Astronomical Advisory: How the date of Easter is determined
PARI astronomers point out that at 6:29 a.m. EDT on Monday, March 20 the Sun, in its annual path around the sky, crosses the celestial equator on its way north for the spring. Of course, we realize it is not really the Sun that is moving but rather the Earth as it orbits the Sun each year. But, from our vantage point on the Earth, it appears to us that the Sun is moving along a path through the zodiac constellations. This path, called the ecliptic, crosses the celestial equator at two points on opposite sides of the sky. The point at which the Sun crosses heading north for the spring is called the spring or vernal equinox.
The first day of spring has always held great significance for calendar makers. In fact, until recent times, the year actually began, not on January 1, but on March 25, which was an approximation to the first day of spring. (Ask your family genealogist what this does in determining the date of birth of great-great-grandpa or grandma.) The vernal equinox historically has been used to determine the date of Easter. In simple terms Easter occurs on the first Sunday following the first full moon that occurs on or after the day of the vernal equinox. In 2017 the vernal equinox is on March 20 and the first full moon after that is on Tuesday, April 11. Thus, Easter this year is the next Sunday, April 16.

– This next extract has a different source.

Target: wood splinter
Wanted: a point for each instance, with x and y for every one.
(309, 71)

While this rule works in most years, things are not always so simple. The western Christian churches don’t actually use the precise astronomical dates of the vernal equinox and full moon. Rather they use what is called the ecclesiastical moon, determined from tables, and fix the vernal equinox at March 21. Under these rules Easter can occur as early as March 22 or as late as April 25. Not only that, the eastern churches have a variety of rules some going back to the ancient Julian calendar rather than the Gregorian calendar developed in 1582 under the direction of Pope Gregory XIII. Thus, it is possible that Easter could occasionally occur on other than the date determined by the astronomical vernal equinox and full moon.